Oscura realidad la que nos envuelve, asfixia, constriñe. Me pregunto si las generaciones que lucharon contra el régimen autoritario erigido en las postrimerías de la segunda posguerra y por la ampliación de derechos políticos, humanos, con pretensión universal, imaginaron que sus banderas e idearios serían toscamente contravenidos a la faz de una borrachera de poder a la que sólo fueron invitados los neófitos privilegiados del neocapitalismo mexicano. Asombra descubrir cuán eficaz ha sido el Estado mexicano para hacer valer el derecho privado y las apetencias egoístas en detrimento del derecho público. Y conste que las generaciones nuevas no conocemos vívidamente el alcance o radicalidad de aquellas luchas. Empero, pareciera que la resistencia de nuestros antepasados mediatos e inmediatos dejó intacto el carácter esencialmente autocrático del poder en México. Tan sólo véase cuanto poder discrecional acumulan los partidos políticos –instituciones irrenunciablemente corruptas enquistadas en el corazón de nuestro sistema social. En México, como en casi todas las latitudes de la mal llamada “aldea global”, el poder soberano radica en los partidos, nunca en el pueblo. Configuran una suerte de administrador omnímodo a cargo de la distribución de la riqueza mal habida y la miseria reiterativa.
No pocos historiadores sostienen que la primera guerra mundial supuso para la izquierda una escisión de las organizaciones obreras, y la aquiescencia, si bien subterránea, de los totalitarismos fascistas, para la derecha. Pero, ¿qué hay de la segunda guerra mundial? Existe un millar de respuestas a esta interrogante. Un corolario que vale la pena destacar es la conformidad de la(s) izquierdas y la(s) derecha(s) en lo tocante a los partidos políticos como agentes efectivos de representación colectiva.
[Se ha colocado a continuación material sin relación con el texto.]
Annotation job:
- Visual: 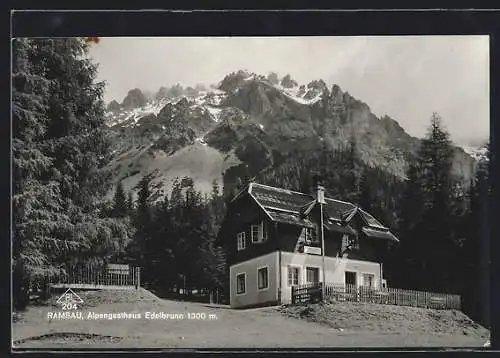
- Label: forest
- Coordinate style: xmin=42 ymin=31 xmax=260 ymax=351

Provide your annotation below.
xmin=12 ymin=38 xmax=490 ymax=326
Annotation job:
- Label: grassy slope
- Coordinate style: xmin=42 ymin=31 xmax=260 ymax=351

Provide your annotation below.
xmin=13 ymin=289 xmax=487 ymax=348
xmin=110 ymin=143 xmax=239 ymax=196
xmin=281 ymin=302 xmax=489 ymax=341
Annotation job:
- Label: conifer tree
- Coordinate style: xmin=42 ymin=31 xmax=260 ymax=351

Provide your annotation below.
xmin=113 ymin=181 xmax=129 ymax=218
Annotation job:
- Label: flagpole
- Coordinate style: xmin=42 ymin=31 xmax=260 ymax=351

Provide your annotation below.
xmin=319 ymin=203 xmax=326 ymax=302
xmin=319 ymin=189 xmax=326 ymax=302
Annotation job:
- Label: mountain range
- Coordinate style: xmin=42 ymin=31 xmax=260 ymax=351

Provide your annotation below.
xmin=106 ymin=70 xmax=482 ymax=200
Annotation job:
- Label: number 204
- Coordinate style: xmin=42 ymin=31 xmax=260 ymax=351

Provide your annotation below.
xmin=62 ymin=303 xmax=78 ymax=311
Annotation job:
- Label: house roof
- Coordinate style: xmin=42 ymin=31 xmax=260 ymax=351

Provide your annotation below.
xmin=246 ymin=183 xmax=398 ymax=241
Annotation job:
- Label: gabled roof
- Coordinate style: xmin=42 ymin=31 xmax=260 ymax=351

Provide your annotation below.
xmin=240 ymin=182 xmax=398 ymax=241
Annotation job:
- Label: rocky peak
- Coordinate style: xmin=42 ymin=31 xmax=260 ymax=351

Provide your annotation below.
xmin=122 ymin=88 xmax=147 ymax=110
xmin=106 ymin=100 xmax=121 ymax=113
xmin=281 ymin=74 xmax=299 ymax=88
xmin=219 ymin=70 xmax=250 ymax=92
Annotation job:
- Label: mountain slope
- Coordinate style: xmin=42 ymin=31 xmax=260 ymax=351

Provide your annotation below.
xmin=107 ymin=71 xmax=475 ymax=199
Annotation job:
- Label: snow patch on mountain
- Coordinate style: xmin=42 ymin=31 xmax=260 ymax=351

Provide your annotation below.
xmin=461 ymin=145 xmax=488 ymax=161
xmin=205 ymin=106 xmax=222 ymax=122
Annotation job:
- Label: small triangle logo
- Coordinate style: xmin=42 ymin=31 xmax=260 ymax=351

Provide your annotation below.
xmin=56 ymin=288 xmax=83 ymax=303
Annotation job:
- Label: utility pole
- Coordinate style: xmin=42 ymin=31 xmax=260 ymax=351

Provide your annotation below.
xmin=314 ymin=174 xmax=326 ymax=301
xmin=319 ymin=197 xmax=326 ymax=302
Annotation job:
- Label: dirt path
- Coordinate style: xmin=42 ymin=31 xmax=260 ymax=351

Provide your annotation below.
xmin=13 ymin=290 xmax=492 ymax=348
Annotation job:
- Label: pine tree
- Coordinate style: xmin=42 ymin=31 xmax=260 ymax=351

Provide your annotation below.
xmin=127 ymin=190 xmax=134 ymax=216
xmin=12 ymin=39 xmax=68 ymax=308
xmin=13 ymin=38 xmax=134 ymax=308
xmin=113 ymin=181 xmax=129 ymax=218
xmin=394 ymin=114 xmax=459 ymax=290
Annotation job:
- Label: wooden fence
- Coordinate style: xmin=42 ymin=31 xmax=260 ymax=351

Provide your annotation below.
xmin=50 ymin=265 xmax=141 ymax=288
xmin=292 ymin=283 xmax=461 ymax=309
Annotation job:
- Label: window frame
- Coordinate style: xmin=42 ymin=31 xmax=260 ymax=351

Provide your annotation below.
xmin=250 ymin=220 xmax=267 ymax=244
xmin=362 ymin=272 xmax=376 ymax=289
xmin=250 ymin=224 xmax=260 ymax=244
xmin=236 ymin=272 xmax=247 ymax=296
xmin=342 ymin=234 xmax=359 ymax=251
xmin=286 ymin=265 xmax=302 ymax=287
xmin=257 ymin=265 xmax=270 ymax=291
xmin=304 ymin=265 xmax=321 ymax=285
xmin=304 ymin=227 xmax=319 ymax=244
xmin=236 ymin=231 xmax=247 ymax=251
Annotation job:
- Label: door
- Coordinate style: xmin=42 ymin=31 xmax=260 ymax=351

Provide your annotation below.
xmin=345 ymin=271 xmax=357 ymax=300
xmin=306 ymin=267 xmax=319 ymax=283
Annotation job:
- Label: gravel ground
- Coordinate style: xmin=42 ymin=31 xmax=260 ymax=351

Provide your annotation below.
xmin=12 ymin=289 xmax=488 ymax=349
xmin=280 ymin=302 xmax=490 ymax=341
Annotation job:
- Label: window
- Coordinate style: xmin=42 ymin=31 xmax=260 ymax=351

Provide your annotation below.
xmin=306 ymin=267 xmax=319 ymax=283
xmin=342 ymin=235 xmax=359 ymax=251
xmin=363 ymin=273 xmax=375 ymax=288
xmin=251 ymin=222 xmax=267 ymax=244
xmin=305 ymin=228 xmax=318 ymax=243
xmin=236 ymin=273 xmax=247 ymax=295
xmin=236 ymin=232 xmax=246 ymax=251
xmin=288 ymin=266 xmax=300 ymax=286
xmin=345 ymin=271 xmax=356 ymax=286
xmin=257 ymin=267 xmax=269 ymax=290
xmin=251 ymin=225 xmax=260 ymax=243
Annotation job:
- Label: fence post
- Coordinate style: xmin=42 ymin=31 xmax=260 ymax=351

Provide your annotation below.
xmin=135 ymin=267 xmax=141 ymax=289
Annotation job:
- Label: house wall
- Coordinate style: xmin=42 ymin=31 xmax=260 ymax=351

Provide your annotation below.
xmin=223 ymin=196 xmax=279 ymax=265
xmin=229 ymin=251 xmax=279 ymax=308
xmin=281 ymin=252 xmax=381 ymax=304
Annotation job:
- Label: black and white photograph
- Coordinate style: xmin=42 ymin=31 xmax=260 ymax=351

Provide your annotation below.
xmin=11 ymin=35 xmax=492 ymax=350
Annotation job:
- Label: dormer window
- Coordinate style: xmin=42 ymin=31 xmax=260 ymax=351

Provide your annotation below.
xmin=236 ymin=232 xmax=247 ymax=251
xmin=304 ymin=227 xmax=318 ymax=244
xmin=342 ymin=235 xmax=359 ymax=252
xmin=250 ymin=221 xmax=267 ymax=244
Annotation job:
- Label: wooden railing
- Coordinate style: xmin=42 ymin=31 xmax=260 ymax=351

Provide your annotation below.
xmin=292 ymin=283 xmax=461 ymax=309
xmin=51 ymin=266 xmax=140 ymax=288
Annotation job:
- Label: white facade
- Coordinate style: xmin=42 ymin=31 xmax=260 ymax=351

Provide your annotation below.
xmin=281 ymin=252 xmax=381 ymax=304
xmin=229 ymin=251 xmax=279 ymax=308
xmin=229 ymin=251 xmax=382 ymax=308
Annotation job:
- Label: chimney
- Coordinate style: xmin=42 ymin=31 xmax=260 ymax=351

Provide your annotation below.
xmin=313 ymin=174 xmax=326 ymax=204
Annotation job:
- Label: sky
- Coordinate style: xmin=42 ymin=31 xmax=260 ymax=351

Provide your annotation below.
xmin=90 ymin=36 xmax=490 ymax=144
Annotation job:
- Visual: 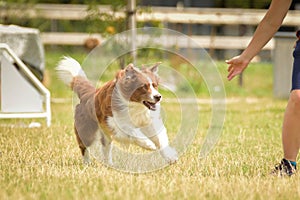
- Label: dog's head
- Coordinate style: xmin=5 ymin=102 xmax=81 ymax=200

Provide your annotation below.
xmin=117 ymin=63 xmax=161 ymax=110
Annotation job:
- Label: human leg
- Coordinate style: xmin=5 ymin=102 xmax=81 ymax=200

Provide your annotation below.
xmin=282 ymin=89 xmax=300 ymax=161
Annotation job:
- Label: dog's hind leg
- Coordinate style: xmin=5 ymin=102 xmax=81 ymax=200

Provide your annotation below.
xmin=74 ymin=128 xmax=91 ymax=165
xmin=101 ymin=134 xmax=113 ymax=165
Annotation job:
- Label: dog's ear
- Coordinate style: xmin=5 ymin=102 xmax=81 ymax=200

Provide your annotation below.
xmin=124 ymin=63 xmax=138 ymax=79
xmin=149 ymin=62 xmax=161 ymax=75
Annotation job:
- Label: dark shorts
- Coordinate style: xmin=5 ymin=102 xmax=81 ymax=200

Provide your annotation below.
xmin=292 ymin=40 xmax=300 ymax=90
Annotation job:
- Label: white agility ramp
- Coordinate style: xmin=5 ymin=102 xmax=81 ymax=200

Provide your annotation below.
xmin=0 ymin=43 xmax=51 ymax=127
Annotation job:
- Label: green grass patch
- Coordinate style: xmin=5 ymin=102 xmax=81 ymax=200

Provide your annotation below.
xmin=0 ymin=50 xmax=300 ymax=199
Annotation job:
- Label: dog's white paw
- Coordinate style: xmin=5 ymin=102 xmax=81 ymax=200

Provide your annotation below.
xmin=160 ymin=146 xmax=178 ymax=164
xmin=136 ymin=139 xmax=156 ymax=151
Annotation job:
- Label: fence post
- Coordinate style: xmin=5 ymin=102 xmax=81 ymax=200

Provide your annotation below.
xmin=273 ymin=32 xmax=296 ymax=98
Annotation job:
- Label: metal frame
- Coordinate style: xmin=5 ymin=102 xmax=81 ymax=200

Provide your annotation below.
xmin=0 ymin=43 xmax=51 ymax=127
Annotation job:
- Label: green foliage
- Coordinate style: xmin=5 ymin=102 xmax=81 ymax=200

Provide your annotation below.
xmin=216 ymin=0 xmax=271 ymax=9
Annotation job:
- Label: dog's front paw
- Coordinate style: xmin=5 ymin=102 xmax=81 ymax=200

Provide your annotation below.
xmin=160 ymin=146 xmax=178 ymax=164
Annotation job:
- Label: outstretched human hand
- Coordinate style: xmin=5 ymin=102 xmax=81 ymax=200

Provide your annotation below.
xmin=225 ymin=56 xmax=250 ymax=81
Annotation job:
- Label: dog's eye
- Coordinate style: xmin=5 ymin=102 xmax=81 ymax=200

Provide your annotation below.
xmin=143 ymin=84 xmax=149 ymax=90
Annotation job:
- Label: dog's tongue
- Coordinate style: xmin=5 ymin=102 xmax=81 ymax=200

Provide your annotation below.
xmin=143 ymin=101 xmax=156 ymax=111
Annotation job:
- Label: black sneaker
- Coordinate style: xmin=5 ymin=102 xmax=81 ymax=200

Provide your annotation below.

A nuestro juicio, aquí es donde se hace más evidente la caducidad de la antinomia izquierda-derecha, pues la segunda guerra mundial, como bisagra histórica, supuso la delimitación de un campo en torno al cual habría de dirimirse todo lo político, esto es, todo lo concerniente al conflicto social y humano, así como la consolidación de los partidos como factores dinámicos del ejercicio político. Acordando, tácita o explícitamente, que todo cuanto desbordara estos limítrofes decretados debía sofocarse sin contemplaciones. Y vaya que perseveraron. Sólo así se entiende que las alternativas apartidistas figuren apenas accesoriamente en la política nacional. Y acaso también por esto Cuba significó una autentica indigestión para EE.UU. y la U.R.S.S. –grandes beneficiarios del reordenamiento mundial surgido de la segunda guerra mundial. Su sistema de partido único, si bien equivalente al partido comunista soviético, delegaba funciones legislativas a órganos barriales u organizaciones de menor rango, desafiando el centralismo congénito a cualquier sistema de partidos. Al final, el partido comunista cubano acabó por desempeñar el mismo papel que los sistemas pluripartidistas en otros países, monopolizando la toma de decisiones en un ejercicio deliberativo estrictamente cupular.
De lo antedicho se desprenden las siguientes observaciones. Los partidos políticos tienen estructuras organizativas verticales: su propuesta de nación no puede ser otra que la de una sociedad igualmente jerarquizada. Los partidos políticos existen en función de intereses sectoriales: su oferta política necesariamente debe ser sectorial, más aún, de clase. Los partidos políticos, cuyo afianzamiento se realiza en el ocaso de la segunda posguerra, representan nuestro pasado político. El futuro debe prescindir de ellos.
Alguien, en Estados Unidos, escribió: Es una pena que en este país el 1% de la población cuente con dos partidos mientras que el 99% con ninguno. ¿Acaso no aplica el mismo criterio para México?